The Treasury’s coffers were boosted by nearly £400m in 2016, following a crackdown by HM Revenue & Customs (HMRC) on tax avoidance.
The amount collected by the HMRC Counter Avoidance Directorate shot up by 80 per cent last year from £494m to £886m. Cracking down on tax avoidance has increasingly become a priority for the Revenue in recent years, as it has deployed strategies including the issuing of Accelerated Payment Notices (APNs), which must be paid within 90 days.
APNs alone have raised more than £3bn since their introduction in 2014, although 3,000 of the 60,000 notices issued so far were subsequently recalled by HMRC.
A spokesman for HMRC said: “Avoidance schemes are often highly contrived and almost invariably fall flat when trying to deliver a tax advantage never intended by Parliament.
“The fact is the majority of schemes simply don’t work and can put avoidance users in a significantly worse financial position that if they had never used the scheme in the first place.”
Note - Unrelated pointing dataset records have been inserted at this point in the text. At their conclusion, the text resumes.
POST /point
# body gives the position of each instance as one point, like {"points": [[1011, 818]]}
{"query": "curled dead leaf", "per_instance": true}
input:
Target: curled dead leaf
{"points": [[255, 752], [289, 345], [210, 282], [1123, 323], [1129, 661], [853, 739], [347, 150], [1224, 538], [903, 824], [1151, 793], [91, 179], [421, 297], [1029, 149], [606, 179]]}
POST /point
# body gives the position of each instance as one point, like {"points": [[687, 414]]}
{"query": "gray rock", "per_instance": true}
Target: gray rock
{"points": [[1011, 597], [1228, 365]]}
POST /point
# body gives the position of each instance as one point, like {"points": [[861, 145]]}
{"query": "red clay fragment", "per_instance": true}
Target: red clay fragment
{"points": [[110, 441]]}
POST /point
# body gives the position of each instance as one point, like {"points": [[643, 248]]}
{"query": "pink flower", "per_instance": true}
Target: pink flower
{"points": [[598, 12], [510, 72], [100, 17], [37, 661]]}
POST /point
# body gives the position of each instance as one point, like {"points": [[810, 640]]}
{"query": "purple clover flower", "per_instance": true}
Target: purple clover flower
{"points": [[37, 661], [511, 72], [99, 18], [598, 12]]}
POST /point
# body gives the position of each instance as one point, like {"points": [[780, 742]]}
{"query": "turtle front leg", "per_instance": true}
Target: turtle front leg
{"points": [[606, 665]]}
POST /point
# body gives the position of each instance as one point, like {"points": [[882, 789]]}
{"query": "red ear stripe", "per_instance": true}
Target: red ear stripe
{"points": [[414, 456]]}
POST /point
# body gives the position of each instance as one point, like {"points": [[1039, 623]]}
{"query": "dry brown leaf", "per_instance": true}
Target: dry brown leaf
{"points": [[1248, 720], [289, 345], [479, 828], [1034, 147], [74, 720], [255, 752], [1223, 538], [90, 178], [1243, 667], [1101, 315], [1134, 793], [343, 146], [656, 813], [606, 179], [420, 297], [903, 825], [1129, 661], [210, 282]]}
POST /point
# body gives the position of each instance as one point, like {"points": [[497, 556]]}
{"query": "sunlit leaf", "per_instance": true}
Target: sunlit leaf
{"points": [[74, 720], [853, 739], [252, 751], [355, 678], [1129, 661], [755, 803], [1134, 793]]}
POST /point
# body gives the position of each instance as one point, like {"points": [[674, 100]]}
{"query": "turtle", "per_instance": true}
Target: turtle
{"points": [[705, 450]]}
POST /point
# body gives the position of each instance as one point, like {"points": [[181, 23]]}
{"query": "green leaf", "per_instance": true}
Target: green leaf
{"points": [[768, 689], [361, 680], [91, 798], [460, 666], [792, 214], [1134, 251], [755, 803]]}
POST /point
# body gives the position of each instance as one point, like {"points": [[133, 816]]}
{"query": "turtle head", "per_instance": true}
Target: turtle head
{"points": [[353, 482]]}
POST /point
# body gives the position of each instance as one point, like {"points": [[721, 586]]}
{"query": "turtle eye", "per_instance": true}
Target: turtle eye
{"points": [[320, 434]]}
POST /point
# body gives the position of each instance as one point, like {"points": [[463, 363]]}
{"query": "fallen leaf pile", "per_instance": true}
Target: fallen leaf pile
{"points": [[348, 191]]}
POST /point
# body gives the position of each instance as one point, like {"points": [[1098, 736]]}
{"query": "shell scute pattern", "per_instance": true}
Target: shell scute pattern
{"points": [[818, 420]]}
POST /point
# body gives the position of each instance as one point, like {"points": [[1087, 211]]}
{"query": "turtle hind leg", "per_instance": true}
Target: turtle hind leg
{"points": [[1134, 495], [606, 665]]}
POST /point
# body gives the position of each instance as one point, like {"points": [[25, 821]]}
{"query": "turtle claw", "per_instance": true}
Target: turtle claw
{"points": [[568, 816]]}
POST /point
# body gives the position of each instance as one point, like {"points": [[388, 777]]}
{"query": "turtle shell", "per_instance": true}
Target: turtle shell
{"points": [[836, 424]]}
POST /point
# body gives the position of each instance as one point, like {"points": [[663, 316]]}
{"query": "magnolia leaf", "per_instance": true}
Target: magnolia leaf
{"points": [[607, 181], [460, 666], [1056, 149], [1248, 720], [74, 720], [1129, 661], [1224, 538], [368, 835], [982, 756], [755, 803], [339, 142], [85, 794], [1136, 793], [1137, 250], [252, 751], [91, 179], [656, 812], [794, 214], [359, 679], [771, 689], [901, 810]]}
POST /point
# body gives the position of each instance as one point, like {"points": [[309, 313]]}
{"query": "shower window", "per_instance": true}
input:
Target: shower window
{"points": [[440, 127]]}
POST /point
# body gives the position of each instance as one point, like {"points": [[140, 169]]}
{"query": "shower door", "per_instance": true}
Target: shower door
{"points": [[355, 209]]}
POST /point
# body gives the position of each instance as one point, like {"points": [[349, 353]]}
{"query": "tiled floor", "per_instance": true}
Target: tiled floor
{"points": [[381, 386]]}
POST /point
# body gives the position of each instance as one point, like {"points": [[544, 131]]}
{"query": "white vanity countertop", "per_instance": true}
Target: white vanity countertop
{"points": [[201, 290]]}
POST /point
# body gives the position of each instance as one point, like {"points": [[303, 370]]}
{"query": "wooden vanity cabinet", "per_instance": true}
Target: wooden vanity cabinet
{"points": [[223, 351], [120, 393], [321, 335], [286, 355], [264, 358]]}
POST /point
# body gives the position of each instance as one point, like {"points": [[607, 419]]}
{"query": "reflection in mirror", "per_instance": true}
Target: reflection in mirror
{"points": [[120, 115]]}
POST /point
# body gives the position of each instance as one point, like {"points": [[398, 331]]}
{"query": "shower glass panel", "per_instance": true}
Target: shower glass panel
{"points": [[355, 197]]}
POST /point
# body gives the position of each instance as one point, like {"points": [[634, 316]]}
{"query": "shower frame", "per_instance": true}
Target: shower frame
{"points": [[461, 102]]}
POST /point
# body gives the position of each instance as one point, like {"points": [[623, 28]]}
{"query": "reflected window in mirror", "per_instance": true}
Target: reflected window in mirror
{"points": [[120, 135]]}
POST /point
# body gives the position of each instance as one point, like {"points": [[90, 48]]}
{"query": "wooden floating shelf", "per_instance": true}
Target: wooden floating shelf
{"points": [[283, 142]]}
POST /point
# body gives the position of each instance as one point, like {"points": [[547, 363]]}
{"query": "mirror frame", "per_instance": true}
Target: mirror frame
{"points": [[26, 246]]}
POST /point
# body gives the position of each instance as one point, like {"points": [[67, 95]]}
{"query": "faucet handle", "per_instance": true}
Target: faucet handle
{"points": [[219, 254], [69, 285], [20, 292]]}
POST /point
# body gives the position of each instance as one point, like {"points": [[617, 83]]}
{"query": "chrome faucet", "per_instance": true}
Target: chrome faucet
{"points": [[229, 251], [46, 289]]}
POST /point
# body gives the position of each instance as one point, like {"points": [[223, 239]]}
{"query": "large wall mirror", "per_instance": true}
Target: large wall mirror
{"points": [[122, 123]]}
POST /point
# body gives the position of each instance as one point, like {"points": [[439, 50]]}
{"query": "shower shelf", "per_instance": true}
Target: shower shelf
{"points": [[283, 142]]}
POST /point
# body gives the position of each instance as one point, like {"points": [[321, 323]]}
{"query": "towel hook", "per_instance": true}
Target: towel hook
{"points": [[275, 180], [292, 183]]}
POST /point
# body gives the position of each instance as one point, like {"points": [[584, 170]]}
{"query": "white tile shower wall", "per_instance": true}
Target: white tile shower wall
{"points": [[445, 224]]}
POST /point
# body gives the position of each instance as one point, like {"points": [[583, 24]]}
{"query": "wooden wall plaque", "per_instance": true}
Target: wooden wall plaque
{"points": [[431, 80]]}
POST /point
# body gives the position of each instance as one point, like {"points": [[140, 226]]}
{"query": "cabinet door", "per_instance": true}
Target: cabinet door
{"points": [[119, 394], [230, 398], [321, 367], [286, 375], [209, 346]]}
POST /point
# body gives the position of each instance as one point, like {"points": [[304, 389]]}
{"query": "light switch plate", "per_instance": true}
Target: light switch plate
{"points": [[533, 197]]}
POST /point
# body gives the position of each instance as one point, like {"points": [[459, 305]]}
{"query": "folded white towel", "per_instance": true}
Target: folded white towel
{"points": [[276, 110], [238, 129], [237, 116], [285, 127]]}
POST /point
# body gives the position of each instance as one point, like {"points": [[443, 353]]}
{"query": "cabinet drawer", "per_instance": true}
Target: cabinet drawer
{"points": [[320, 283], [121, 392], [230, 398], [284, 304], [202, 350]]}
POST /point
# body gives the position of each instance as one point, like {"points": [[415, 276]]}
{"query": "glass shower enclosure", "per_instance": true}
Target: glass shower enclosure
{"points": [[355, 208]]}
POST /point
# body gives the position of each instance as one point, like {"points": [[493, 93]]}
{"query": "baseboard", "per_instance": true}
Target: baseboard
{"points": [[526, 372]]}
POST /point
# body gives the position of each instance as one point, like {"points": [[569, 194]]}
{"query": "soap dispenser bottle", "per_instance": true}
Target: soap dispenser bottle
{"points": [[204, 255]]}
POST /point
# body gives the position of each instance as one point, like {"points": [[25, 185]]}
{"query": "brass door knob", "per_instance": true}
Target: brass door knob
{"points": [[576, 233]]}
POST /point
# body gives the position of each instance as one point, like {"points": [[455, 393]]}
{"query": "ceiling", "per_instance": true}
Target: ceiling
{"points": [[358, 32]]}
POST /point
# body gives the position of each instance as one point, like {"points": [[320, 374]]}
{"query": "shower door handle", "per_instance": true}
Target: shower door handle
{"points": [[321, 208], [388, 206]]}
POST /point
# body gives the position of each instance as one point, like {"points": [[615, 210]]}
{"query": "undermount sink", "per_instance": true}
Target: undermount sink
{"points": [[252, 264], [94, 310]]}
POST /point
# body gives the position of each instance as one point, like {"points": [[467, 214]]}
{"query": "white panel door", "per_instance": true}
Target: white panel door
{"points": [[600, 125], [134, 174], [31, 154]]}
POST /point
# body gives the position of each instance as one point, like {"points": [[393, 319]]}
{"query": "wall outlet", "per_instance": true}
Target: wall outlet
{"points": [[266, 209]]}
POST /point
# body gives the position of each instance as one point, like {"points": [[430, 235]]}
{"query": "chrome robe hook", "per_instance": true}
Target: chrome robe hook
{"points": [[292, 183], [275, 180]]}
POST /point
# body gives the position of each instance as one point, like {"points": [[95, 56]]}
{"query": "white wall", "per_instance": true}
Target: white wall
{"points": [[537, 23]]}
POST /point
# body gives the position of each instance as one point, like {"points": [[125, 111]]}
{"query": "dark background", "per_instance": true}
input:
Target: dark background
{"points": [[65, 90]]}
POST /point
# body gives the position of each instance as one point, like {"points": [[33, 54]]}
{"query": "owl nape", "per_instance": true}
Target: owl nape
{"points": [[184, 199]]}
The crackdown by HMRC is set to continue in 2017, with provisions including tougher penalties for advisers who promote avoidance schemes set to feature in the upcoming Finance Bill.
Last autumn, dozens of celebrities and prominent individuals had penalties levied against them after they were linked to “Eclipse 35” avoidance scheme, involving Hollywood films. Some repayments amounted to several times more than the original investment.